Nunatsiaq Online
NEWS: Nunavut March 24, 2017 - 10:00 am

New energy efficient street lighting coming to Nunavut

QEC will install LED streetlights in four communities this year

NUNATSIAQ NEWS
Qulliq Energy Corp. will finish installing LED street lighting this year throughout Iqaluit, as well as in three other Nunavut communities. (PHOTO BY SARAH ROGERS)
Qulliq Energy Corp. will finish installing LED street lighting this year throughout Iqaluit, as well as in three other Nunavut communities. (PHOTO BY SARAH ROGERS)

Updated March 24, 1:20 p.m.

A Qulliq Energy Corp.-led pilot project will now see the light of day in four Nunavut communities, which are slated to get energy-efficient LED street lighting installed by the end of the year.

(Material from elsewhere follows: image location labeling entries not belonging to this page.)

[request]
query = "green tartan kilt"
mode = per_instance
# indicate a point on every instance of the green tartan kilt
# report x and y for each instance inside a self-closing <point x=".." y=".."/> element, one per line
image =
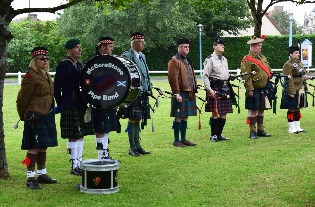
<point x="72" y="124"/>
<point x="138" y="109"/>
<point x="45" y="135"/>
<point x="104" y="121"/>
<point x="257" y="101"/>
<point x="185" y="108"/>
<point x="293" y="103"/>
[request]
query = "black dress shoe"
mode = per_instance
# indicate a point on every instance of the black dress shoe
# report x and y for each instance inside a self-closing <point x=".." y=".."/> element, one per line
<point x="76" y="171"/>
<point x="142" y="151"/>
<point x="222" y="138"/>
<point x="133" y="153"/>
<point x="253" y="135"/>
<point x="263" y="134"/>
<point x="33" y="184"/>
<point x="46" y="179"/>
<point x="214" y="138"/>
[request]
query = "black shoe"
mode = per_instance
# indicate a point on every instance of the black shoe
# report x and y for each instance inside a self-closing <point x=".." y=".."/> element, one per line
<point x="178" y="144"/>
<point x="253" y="135"/>
<point x="189" y="143"/>
<point x="222" y="138"/>
<point x="76" y="171"/>
<point x="106" y="155"/>
<point x="46" y="179"/>
<point x="142" y="151"/>
<point x="133" y="153"/>
<point x="33" y="184"/>
<point x="214" y="138"/>
<point x="263" y="134"/>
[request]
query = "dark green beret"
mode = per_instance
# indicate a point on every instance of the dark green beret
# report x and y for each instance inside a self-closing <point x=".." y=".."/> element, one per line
<point x="72" y="43"/>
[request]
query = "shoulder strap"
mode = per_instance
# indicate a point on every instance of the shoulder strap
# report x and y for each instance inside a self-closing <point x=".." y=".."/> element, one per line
<point x="260" y="64"/>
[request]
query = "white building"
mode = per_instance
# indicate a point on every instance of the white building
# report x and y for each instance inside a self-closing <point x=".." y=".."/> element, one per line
<point x="268" y="28"/>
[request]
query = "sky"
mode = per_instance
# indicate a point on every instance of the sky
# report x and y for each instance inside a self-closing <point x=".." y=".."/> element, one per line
<point x="298" y="11"/>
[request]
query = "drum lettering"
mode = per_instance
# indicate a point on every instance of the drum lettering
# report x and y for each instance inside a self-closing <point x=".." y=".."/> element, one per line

Iqaluit was the first Nunavut community to see light-emitting diode, or LED, street lighting when the QEC installed the modern lights from the Iqaluit airport to its Four Corners intersection in 2016.

Now, the energy corporation has announced plans to replace all of Iqaluit’s street lighting, along with lights in Rankin Inlet, Cambridge Bay and Kugluktuk, by the end of 2017.

“I am very pleased with QEC’s adoption of this environmentally friendly technology as not only will LEDs save money in the long-term, they also reduce our carbon footprint and improve road safety,” said Johnny Mike, Nunavut’s minister responsible for the QEC, in a March 22 release.

QEC first launched the LED street lighting pilot in 2015, which replaced conventional streets lights with 21 LED lights in Iqaluit to measure their performance.

The energy corporation found that, along with energy savings, the LED lights lasted up to five time longer than conventional lights, which translates into added savings in operational and maintenance costs.

The lights also cast a brighter glow on roadways which improves visibility for drivers during dark hours or bad weather.

The QEC estimated it would cost about $390,000 to replace all of Iqaluit’s street lighting.

The project has been funded in part by Indigenous and Northern Affairs Canada.

An earlier version of this story erroneously pegged the cost of streetlight replacement at $30,000.